As the sole member of the LLC, the Member is entitled to all profits of the LLC and is responsible for all its losses. Profits and losses shall be determined annually and will be allocated to the Member's capital account. Distributions of cash or other assets will be made at such times and in such amounts as deemed appropriate by the Member.
If the tides change and you need to modify any term in your LLC, have no fear—your LLC amendment clause is here. For single-member LLCs, this process is straightforward. But for multi-member LLCs, it's essential to craft a detailed strategy, considering critical aspects like voting percentages and amendment procedures.
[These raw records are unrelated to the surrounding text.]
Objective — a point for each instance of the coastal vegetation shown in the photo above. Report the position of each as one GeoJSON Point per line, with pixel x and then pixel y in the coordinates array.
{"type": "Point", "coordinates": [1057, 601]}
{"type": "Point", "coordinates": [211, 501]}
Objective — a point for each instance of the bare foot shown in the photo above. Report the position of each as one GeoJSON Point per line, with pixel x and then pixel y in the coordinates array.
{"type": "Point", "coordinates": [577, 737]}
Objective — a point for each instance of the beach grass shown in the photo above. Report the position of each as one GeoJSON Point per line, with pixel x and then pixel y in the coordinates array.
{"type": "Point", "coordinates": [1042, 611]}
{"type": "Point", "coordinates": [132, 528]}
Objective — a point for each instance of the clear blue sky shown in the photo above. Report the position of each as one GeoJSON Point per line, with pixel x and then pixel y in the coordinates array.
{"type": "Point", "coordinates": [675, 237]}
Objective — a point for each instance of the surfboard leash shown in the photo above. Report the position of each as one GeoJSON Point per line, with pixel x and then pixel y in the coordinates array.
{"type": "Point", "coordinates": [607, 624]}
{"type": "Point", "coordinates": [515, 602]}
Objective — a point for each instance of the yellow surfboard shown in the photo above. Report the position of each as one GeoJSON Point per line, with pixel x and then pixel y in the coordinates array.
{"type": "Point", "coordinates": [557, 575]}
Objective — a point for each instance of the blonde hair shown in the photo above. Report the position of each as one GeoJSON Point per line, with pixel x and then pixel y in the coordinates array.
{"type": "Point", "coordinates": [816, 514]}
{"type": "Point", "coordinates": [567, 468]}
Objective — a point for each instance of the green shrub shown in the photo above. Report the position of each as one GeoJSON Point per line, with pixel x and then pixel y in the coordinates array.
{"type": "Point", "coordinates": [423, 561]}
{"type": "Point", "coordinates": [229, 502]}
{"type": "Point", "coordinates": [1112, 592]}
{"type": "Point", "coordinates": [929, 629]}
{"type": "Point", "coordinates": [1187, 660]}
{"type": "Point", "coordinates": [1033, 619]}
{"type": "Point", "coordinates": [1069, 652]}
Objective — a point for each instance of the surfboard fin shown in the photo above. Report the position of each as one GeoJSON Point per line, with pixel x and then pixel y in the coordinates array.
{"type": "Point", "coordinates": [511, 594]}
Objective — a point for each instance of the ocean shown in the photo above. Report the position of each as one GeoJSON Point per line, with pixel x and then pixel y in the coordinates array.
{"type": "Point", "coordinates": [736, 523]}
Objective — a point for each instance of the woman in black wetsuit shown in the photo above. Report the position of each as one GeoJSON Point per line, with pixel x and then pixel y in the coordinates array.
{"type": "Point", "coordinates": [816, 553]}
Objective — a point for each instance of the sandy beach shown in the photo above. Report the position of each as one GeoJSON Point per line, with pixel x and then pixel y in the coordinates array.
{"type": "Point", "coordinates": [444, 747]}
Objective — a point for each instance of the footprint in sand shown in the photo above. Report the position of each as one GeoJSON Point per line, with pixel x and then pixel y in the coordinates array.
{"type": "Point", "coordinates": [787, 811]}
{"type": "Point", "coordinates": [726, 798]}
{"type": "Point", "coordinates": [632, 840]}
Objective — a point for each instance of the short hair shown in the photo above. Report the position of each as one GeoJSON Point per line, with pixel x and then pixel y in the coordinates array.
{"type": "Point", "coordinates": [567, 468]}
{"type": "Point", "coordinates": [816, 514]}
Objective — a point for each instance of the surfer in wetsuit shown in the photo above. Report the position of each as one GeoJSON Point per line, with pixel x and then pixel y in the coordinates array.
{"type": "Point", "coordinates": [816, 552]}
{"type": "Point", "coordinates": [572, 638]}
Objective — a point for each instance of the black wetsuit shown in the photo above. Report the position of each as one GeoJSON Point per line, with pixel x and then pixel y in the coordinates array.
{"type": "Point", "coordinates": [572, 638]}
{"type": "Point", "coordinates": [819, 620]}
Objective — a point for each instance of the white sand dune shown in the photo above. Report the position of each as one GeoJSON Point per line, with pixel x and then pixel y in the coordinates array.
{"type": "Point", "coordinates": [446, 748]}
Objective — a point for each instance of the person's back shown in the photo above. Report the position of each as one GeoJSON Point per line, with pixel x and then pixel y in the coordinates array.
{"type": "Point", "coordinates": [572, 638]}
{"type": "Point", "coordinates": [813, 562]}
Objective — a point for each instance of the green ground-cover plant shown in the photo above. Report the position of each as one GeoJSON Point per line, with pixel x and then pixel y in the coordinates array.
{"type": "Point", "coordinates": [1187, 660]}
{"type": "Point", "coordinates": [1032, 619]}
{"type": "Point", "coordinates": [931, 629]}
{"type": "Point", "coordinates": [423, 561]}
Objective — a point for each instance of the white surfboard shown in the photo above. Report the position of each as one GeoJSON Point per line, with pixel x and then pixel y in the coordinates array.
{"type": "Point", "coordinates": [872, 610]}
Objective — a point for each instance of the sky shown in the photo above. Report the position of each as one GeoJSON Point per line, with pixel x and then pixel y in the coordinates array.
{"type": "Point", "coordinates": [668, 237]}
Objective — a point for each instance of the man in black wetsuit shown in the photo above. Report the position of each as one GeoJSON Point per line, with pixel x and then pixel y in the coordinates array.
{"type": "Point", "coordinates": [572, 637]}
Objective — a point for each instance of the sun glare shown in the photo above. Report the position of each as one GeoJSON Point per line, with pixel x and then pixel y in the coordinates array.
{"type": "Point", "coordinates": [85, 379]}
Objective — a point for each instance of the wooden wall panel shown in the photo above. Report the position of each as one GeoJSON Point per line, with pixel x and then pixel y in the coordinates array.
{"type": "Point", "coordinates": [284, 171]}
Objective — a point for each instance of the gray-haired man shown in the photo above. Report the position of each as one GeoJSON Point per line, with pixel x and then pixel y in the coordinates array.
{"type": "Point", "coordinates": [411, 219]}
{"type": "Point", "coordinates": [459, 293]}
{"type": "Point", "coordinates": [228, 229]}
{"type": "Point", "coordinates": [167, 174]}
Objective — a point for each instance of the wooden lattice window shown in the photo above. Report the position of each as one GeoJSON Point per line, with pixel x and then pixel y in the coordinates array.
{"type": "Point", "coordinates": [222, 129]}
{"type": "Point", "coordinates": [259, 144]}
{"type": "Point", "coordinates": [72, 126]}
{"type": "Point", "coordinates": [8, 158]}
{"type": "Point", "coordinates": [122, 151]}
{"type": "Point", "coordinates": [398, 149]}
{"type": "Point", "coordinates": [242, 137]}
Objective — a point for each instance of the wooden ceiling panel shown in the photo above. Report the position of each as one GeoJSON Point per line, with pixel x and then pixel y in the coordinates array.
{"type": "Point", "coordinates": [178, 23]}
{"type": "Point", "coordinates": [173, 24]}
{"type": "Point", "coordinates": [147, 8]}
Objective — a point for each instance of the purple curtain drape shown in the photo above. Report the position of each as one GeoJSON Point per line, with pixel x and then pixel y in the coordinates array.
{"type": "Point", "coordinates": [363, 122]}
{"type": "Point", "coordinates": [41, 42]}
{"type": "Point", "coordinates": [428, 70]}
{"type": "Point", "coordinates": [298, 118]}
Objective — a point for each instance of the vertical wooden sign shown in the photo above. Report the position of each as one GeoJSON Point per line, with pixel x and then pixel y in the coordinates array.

This agreement and the articles of organization of the Company may not be altered, modified, or changed, and no provision of this agreement may be waived, except by an amendment or waiver, as applicable, approved by the Member.
Formalities are typically associated with corporations, not usually necessary for LLCs. Yet, failing to follow formalities could weaken your corporate veil's defenses. To prevent this, ensure a waiver of all formalities is included in your operating agreement.
The failure of the Company or the Member to observe any formalities or requirements relating to the exercise of its powers or management of its business or affairs under this operating agreement or the laws in the state in which the Company is which govern limited liability companies will not be grounds for imposing personal liability on the Member for liabilities of the Company.
In life, not everything goes as planned, and the same goes for your LLC. The dissolution section outlines the steps for dissolving your LLC and designates control in the event of your death or departure.
Upon the occurrence of any event which terminates the continued membership of the Member in the Company, the Company will not be dissolved, and the business of the Company will continue. The Member hereby specifically consents to such continuation of the business of the Company upon any such event. The Member’s legal representative, assignee, or successor will automatically become an assignee of the Member’s interest and will automatically become a substitute Member in place of the withdrawn Member.
The effective date is when your operating agreement comes to life. Also known as the day the agreement "takes effect."
Great news! Unlike your Articles of Organization, your operating agreement is an internal document living within your company's records. All you have to do is sign it and keep a copy, ready for retrieval whenever you might need it.
Every entrepreneur dreams of the day their business thrives beyond their individual capacity. If and when this day comes and you're ready to add another member to your LLC, all you'll need to do is redo the paperwork according to the new agreement between you and your partner. You'll most likely draft an entirely different agreement, as multi-member operating agreements differ significantly from single-member operating agreements.